Choose claude-mem if you live entirely in Claude Code, you have plenty of RAM to spare, you want zero-friction automatic capture, and semantic similarity recall is important to your workflow. It is a solid, mature, well-supported tool and it will serve you well.
Choose LoreConvo if you use more than one Claude surface, you are running on a memory-constrained machine, you prefer structured logs to raw transcripts, you want a tool you can fully understand and back up by copying one file, or you are the kind of person who gets twitchy about adding heavyweight dependencies you do not strictly need. LoreConvo is also the better fit if you are building agent pipelines and need other agents to read and write the same memory store, because the SQLite design makes that trivially safe.

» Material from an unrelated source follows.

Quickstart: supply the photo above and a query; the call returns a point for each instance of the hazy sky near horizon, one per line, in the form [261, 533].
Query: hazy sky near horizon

You can also use both. They live in different places and they do not interfere with each other. I know a couple of people who let claude-mem do its automatic thing inside Code and use LoreConvo to write deliberate cross-surface session logs. There is no rule that says you have to pick one.
Try It
LoreConvo is open source under BSL 1.1, free for personal use, and the install is one command after you clone the repo. If you try it and it works for you, I would love to hear about it. If you try it and it does not, I would love to hear about that too, because every piece of feedback I have gotten so far has made the next version better.
Check out LoreConvo on the tools page
And again, real talk, thank you to the claude-mem team for proving this whole category of tool was worth building. LoreConvo only exists because they made the case first.